Sie stiegen die Stufen in den einzigen Raum hinab. In der Ecke schliefen ein paar Kinder, vermutlich Lenas jüngere Geschwister. Nach den Jahren auf der Straße, in Klöstern und am Hof eines Bischofs kam ihr die Kate winzig vor. Zugleich war alles unendlich vertraut.
»Du giltst hier immer noch als Ketzerin«, redete Lena weiter. »Aber morgen beginnt der Turnierfriede. Dann müssen Fehden und Rechtssachen ruhen, und niemand kann dir etwas anhaben.«
Anna erschrak. Sie hatte nicht damit gerechnet, dass das Turnier so bald schon beginnen würde. Andererseits war es beruhigend zu wissen, dass sie sicher war. Dankbar streckte sie die schmerzenden Füße aus. Der dunkelhaarige Mann war um einiges älter als Lena, sicher schon an die dreißig. Aber er behandelte sie offenbar gut, und er hielt sich an die ungeschriebenen Gesetze der Gastfreundschaft. Ohne über den nächtlichen Besuch zu murren, legte er die Tischplatte auf die Böcke. Erst jetzt merkte Anna, wie müde sie war.
»Ich versorge jetzt das Haus«, sagte Lena, während sie Brot und Dünnbier brachte. »Meine Eltern sind tot. Tagsüber schufte ich wie eine Sklavin auf der Burg. Aber es macht mir nichts aus, ich kann meine Geschwister durchbringen. Und Peter«, sie warf dem Mann einen zärtlichen Blick zu, »Peter arbeitet auch dort oben.«
Hungrig griff Anna nach dem Brot. Sie hatte zwar erst gestern Abend gegessen, aber der Fußmarsch war lang gewesen. Tausend Fragen nach Ulrich lagen ihr auf den Lippen, und sie wusste nicht, wo sie anfangen sollte.
Lena erriet ihre Gedanken. Sie zögerte, als sei sie nicht sicher, ob Anna auch hören wollte, was sie zu sagen hatte. »Ulrich hat sich verändert«, bemerkte sie vorsichtig. »Oh, er verhält sich wie ein Ritter, aber früher gefiel er mir besser. Die Waffenknechte sagen, bei der Belagerung von Weikersheim hat er seine Männer völlig unnötig sterben lassen, weil er die Burg unbedingt erobern wollte. Und jetzt das Turnier! Du wirst die Burg nicht wiedererkennen, sage ich dir. Ein kleines Fest für seine Nachbarn wäre schon ziemlich viel in diesen Zeiten, aber er will dem König etwas bieten. Seit er vom Kreuzzug aus Litauen zurück ist, hält er sich für einen großen Herrn.«
»Kreuzzug?« Es war unter jungen Rittern Mode, sich an den Kreuzzügen des Deutschen Ordens gegen die heidnischen Litauer zu beteiligen. Aber dass Ulrich mit ihnen geritten war, hatte Anna nicht gewusst. Es passte nicht zu ihm.

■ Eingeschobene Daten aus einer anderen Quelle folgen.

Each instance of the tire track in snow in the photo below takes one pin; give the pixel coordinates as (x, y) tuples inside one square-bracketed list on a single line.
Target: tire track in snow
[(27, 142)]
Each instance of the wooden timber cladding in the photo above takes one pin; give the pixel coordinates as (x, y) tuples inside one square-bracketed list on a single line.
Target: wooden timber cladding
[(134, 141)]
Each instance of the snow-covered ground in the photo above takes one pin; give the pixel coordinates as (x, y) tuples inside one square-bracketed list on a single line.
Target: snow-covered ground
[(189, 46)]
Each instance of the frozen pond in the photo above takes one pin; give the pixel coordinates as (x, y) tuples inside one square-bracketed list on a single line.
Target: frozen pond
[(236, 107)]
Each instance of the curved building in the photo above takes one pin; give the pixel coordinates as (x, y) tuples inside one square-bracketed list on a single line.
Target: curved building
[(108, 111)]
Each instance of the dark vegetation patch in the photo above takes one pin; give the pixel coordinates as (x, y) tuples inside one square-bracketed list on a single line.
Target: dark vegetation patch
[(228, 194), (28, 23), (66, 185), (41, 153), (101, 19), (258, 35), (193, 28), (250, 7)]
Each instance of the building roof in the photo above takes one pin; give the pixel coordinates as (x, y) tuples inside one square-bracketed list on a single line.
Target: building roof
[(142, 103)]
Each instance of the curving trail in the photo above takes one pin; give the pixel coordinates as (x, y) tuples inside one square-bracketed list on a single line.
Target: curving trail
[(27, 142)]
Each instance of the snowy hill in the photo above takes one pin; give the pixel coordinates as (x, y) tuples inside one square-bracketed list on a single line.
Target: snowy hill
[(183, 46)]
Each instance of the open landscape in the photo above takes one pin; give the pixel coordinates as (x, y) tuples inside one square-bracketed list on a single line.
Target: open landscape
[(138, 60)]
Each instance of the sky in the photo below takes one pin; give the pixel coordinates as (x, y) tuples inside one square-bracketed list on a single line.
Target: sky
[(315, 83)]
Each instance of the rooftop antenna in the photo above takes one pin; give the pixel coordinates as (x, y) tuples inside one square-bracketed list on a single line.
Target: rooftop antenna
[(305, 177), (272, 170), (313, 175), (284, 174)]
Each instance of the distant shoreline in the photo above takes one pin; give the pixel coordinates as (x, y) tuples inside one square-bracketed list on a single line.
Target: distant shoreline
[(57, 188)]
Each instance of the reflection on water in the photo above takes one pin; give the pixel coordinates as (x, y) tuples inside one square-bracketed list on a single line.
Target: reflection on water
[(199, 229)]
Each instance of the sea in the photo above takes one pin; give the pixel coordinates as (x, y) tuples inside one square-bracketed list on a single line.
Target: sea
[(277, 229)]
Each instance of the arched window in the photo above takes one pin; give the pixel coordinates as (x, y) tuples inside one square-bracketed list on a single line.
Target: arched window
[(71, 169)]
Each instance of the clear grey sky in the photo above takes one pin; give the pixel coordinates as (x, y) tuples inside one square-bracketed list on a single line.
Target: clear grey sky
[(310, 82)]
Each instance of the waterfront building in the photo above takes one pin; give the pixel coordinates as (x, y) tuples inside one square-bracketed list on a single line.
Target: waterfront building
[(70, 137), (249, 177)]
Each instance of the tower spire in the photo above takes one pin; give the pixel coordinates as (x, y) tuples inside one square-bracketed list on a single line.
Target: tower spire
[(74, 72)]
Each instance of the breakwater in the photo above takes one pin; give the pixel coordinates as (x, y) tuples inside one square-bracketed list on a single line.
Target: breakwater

»Beutezug unter wehrlosen Bauern würde besser passen«, mischte sich der schwarzhaarige Mann ein. »Ruhm und Reichtum erwerben, ohne seine hübsche Nase zu wagen. Seine eigenen Leute dürfen währenddessen verhungern. Wenn ich nicht eine Kuh hätte, wären wir viel schlechter dran. Und selbst die wollte er uns schon unter einem Vorwand wegnehmen.«
Anna wollte etwas einwenden, aber sie unterbrach sich. Wie gut kannte sie Ulrich noch nach all den Jahren? Und hatte sie ihn überhaupt je wirklich gekannt?
Lena griff plötzlich über den Tisch nach ihrer Hand. »Wenn du damals nicht gewesen wärst, wäre ich gestorben. Mit dem gestohlenen Honigtopf hast du uns das Leben gerettet.«
»Dann lasst das mal bloß das adlige Pack da oben nicht wissen«, meinte Peter und stand auf, um einen neuen Krug zu holen. »Sonst will er den auch noch von uns zurück!«
Dankbar sah sich Anna um. Die mit Lehm verputzten Wände gaben ihr ein Gefühl von Sicherheit. Am liebsten hätte sie gleich um einen Strohsack gebeten, wo sie schlafen konnte. Aber eine Frage brannte ihr noch auf den Lippen. »Ist Raoul hier?«
»Der schwarze Ritter?« Lena erinnerte sich sofort an ihn. »Ich weiß nicht. Gesehen habe ich ihn noch nicht, aber es kommen jeden Tag Leute an.«
Anna trank nachdenklich ihr Bier aus. Sie konnte nur beten, dass sie rechtzeitig gekommen war. Ulrich und er durften sich nicht im Kampf begegnen.